Metadata-Version: 2.1
Name: taigapy
Version: 3.0.5
Summary: UNKNOWN
Home-page: UNKNOWN
Author: Remi Marenco
Author-email: rmarenco@broadinstitute.org
License: Creative Commons Attribution-Noncommercial-Share Alike license
Platform: UNKNOWN
Description-Content-Type: text/markdown
Requires-Dist: requests
Requires-Dist: pandas (>=1.0.0)
Requires-Dist: aiobotocore (==1.2.0)
Requires-Dist: colorful
Requires-Dist: progressbar2 (>=3.3.0)
Requires-Dist: pyarrow (>=2.0.0)

# taigapy
![Run tests](https://github.com/broadinstitute/taigapy/workflows/Run%20tests/badge.svg)

Python client for fetching datafiles from and creating/updating datasets in [Taiga](https://github.com/broadinstitute/taiga).

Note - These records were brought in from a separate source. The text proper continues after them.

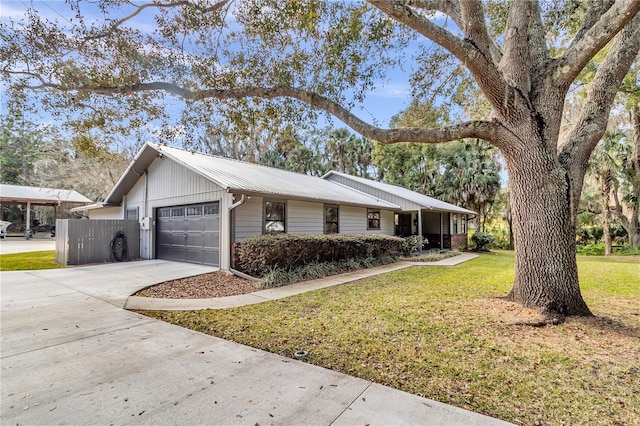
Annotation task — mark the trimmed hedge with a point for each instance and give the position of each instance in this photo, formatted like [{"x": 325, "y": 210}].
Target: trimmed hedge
[{"x": 258, "y": 255}]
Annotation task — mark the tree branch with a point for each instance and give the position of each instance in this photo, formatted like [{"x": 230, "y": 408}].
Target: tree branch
[
  {"x": 567, "y": 68},
  {"x": 516, "y": 63},
  {"x": 580, "y": 141},
  {"x": 595, "y": 11},
  {"x": 487, "y": 130},
  {"x": 448, "y": 7},
  {"x": 113, "y": 27},
  {"x": 480, "y": 65},
  {"x": 475, "y": 29}
]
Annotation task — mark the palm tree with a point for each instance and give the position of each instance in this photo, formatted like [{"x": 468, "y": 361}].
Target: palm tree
[{"x": 605, "y": 161}]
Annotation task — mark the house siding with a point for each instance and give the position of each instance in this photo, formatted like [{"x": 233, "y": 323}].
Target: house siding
[
  {"x": 248, "y": 219},
  {"x": 106, "y": 213},
  {"x": 168, "y": 184},
  {"x": 305, "y": 218},
  {"x": 404, "y": 204},
  {"x": 353, "y": 220}
]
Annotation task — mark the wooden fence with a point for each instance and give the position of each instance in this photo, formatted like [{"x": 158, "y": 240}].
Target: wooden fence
[{"x": 82, "y": 241}]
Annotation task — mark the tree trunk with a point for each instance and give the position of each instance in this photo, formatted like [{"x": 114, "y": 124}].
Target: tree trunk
[
  {"x": 634, "y": 234},
  {"x": 544, "y": 226},
  {"x": 606, "y": 214}
]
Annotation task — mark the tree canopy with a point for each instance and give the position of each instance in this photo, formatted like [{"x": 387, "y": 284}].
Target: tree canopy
[{"x": 262, "y": 64}]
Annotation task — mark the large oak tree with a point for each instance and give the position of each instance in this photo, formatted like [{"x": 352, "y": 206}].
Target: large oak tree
[{"x": 278, "y": 60}]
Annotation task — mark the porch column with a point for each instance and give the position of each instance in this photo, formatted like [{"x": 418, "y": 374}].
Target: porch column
[{"x": 441, "y": 233}]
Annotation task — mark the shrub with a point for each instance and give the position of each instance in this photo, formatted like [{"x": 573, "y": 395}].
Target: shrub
[
  {"x": 482, "y": 240},
  {"x": 258, "y": 255},
  {"x": 591, "y": 249},
  {"x": 277, "y": 277},
  {"x": 412, "y": 244}
]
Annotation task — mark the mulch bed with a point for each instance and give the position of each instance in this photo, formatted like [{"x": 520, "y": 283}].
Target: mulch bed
[{"x": 215, "y": 284}]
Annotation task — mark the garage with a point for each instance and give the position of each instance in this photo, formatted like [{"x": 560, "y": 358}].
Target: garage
[{"x": 189, "y": 233}]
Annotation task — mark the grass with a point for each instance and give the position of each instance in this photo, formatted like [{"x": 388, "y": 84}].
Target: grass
[
  {"x": 437, "y": 332},
  {"x": 29, "y": 261}
]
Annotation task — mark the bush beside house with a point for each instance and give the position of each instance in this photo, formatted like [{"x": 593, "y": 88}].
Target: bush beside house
[{"x": 259, "y": 255}]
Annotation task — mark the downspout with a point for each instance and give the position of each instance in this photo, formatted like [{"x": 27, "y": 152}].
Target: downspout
[
  {"x": 441, "y": 233},
  {"x": 147, "y": 232},
  {"x": 232, "y": 207}
]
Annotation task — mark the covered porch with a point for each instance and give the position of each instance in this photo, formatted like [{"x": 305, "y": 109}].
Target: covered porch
[{"x": 444, "y": 230}]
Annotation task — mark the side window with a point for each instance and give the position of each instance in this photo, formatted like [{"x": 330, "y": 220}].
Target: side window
[
  {"x": 373, "y": 219},
  {"x": 274, "y": 217},
  {"x": 331, "y": 224},
  {"x": 132, "y": 213}
]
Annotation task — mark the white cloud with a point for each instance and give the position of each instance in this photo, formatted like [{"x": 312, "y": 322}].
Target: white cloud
[{"x": 392, "y": 90}]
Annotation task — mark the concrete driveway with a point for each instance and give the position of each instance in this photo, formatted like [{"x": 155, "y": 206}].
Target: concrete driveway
[{"x": 72, "y": 355}]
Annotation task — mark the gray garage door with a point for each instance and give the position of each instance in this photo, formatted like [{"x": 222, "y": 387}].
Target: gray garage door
[{"x": 189, "y": 233}]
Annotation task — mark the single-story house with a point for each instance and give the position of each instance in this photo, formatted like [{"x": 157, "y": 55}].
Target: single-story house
[
  {"x": 192, "y": 207},
  {"x": 443, "y": 224}
]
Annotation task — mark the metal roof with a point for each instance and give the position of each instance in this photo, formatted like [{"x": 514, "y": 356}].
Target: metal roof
[
  {"x": 41, "y": 196},
  {"x": 421, "y": 199},
  {"x": 240, "y": 177}
]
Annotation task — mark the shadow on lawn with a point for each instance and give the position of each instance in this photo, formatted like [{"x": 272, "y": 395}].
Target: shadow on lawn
[{"x": 610, "y": 325}]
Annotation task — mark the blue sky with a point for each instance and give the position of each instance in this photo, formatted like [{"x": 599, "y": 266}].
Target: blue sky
[{"x": 387, "y": 99}]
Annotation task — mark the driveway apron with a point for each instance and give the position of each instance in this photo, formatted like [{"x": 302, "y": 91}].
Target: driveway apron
[{"x": 71, "y": 355}]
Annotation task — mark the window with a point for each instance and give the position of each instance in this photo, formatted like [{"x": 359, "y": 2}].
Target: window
[
  {"x": 373, "y": 219},
  {"x": 194, "y": 211},
  {"x": 331, "y": 220},
  {"x": 274, "y": 217},
  {"x": 132, "y": 213},
  {"x": 211, "y": 209}
]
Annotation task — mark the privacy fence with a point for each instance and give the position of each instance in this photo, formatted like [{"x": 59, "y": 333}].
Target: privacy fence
[{"x": 81, "y": 241}]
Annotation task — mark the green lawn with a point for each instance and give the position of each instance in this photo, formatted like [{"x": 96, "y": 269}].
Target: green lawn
[
  {"x": 29, "y": 261},
  {"x": 435, "y": 332}
]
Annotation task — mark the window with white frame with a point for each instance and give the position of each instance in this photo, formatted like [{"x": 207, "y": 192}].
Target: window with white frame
[
  {"x": 373, "y": 219},
  {"x": 331, "y": 219}
]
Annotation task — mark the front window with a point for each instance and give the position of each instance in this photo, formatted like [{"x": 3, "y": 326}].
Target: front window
[
  {"x": 331, "y": 220},
  {"x": 132, "y": 213},
  {"x": 274, "y": 217},
  {"x": 373, "y": 219}
]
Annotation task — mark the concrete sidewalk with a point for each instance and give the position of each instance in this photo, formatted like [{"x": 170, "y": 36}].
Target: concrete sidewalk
[
  {"x": 155, "y": 304},
  {"x": 71, "y": 355},
  {"x": 10, "y": 245}
]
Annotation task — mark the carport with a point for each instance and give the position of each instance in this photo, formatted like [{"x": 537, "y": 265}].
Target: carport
[{"x": 34, "y": 196}]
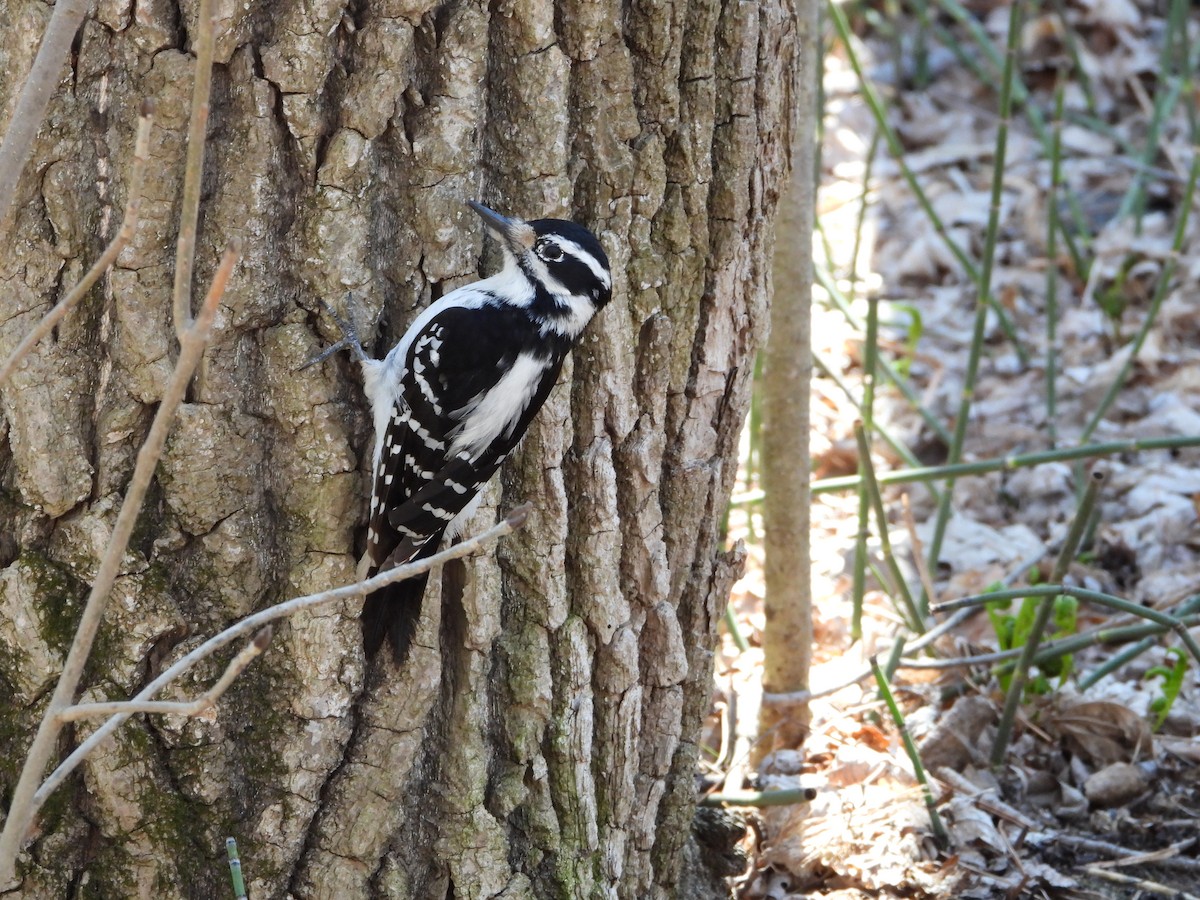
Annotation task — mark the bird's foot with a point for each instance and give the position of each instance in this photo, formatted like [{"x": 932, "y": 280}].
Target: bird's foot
[{"x": 349, "y": 336}]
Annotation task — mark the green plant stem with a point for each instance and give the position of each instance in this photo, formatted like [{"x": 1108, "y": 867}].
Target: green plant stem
[
  {"x": 1156, "y": 303},
  {"x": 1117, "y": 661},
  {"x": 906, "y": 607},
  {"x": 891, "y": 439},
  {"x": 731, "y": 623},
  {"x": 1020, "y": 676},
  {"x": 897, "y": 149},
  {"x": 829, "y": 286},
  {"x": 1002, "y": 463},
  {"x": 935, "y": 821},
  {"x": 1167, "y": 621},
  {"x": 1053, "y": 270},
  {"x": 975, "y": 354}
]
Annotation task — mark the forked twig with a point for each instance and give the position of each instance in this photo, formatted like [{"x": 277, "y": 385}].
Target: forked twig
[
  {"x": 197, "y": 707},
  {"x": 132, "y": 207},
  {"x": 505, "y": 526},
  {"x": 22, "y": 808}
]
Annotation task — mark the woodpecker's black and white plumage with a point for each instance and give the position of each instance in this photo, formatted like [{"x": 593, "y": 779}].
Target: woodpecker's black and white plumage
[{"x": 456, "y": 394}]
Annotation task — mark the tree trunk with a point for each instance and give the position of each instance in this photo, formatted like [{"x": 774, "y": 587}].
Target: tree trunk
[{"x": 543, "y": 739}]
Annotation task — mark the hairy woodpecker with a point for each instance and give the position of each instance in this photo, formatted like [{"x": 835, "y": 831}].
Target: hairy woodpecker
[{"x": 456, "y": 394}]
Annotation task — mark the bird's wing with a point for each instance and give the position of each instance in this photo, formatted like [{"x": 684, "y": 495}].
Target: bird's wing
[{"x": 425, "y": 477}]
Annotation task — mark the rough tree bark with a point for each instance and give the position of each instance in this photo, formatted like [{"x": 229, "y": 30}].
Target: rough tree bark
[{"x": 543, "y": 741}]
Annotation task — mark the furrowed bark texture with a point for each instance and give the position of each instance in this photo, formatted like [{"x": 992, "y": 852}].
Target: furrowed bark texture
[{"x": 543, "y": 739}]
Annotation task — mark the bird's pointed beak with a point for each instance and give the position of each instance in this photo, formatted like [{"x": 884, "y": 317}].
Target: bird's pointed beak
[{"x": 517, "y": 234}]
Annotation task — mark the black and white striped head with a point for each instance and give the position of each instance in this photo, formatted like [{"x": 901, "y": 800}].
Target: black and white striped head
[{"x": 562, "y": 261}]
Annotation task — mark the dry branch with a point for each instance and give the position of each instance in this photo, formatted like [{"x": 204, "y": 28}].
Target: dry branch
[
  {"x": 507, "y": 526},
  {"x": 197, "y": 707},
  {"x": 22, "y": 808},
  {"x": 35, "y": 96},
  {"x": 132, "y": 205}
]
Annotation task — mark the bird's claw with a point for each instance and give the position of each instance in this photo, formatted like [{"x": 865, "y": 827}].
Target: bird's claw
[{"x": 349, "y": 337}]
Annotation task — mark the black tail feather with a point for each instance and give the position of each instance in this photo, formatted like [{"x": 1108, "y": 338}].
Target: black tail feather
[{"x": 391, "y": 615}]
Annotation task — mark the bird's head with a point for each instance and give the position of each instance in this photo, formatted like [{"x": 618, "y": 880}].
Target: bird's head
[{"x": 561, "y": 257}]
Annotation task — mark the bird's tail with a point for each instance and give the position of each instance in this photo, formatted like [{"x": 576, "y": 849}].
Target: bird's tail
[{"x": 391, "y": 612}]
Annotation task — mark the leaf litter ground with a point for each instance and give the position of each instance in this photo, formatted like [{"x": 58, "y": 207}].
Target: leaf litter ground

See [taigr](https://github.com/broadinstitute/taigr) for the R client.

## Table of Contents
- [taigapy](#taigapy)
  - [Table of Contents](#table-of-contents)
  - [Quickstart](#quickstart)
    - [Prerequisites](#prerequisites)
    - [Installing](#installing)
    - [Usage](#usage)
      - [Get datafile](#get-datafile)
      - [Download file](#download-file)
      - [Create dataset](#create-dataset)
      - [Update dataset](#update-dataset)
      - [Get dataset metadata](#get-dataset-metadata)
    - [Support](#support)
  - [Development](#development)
    - [Setup](#setup)
    - [Running Tests](#running-tests)
    - [Publishing Taigapy](#publishing-taigapy)


## Quickstart

### Prerequisites
First, you need to get your authorization token so the client library can make requests on your behalf. Go to https://cds.team/taiga/token/ and click on the "Copy" button to copy your token. Paste your token in a file at `~/.taiga/token`.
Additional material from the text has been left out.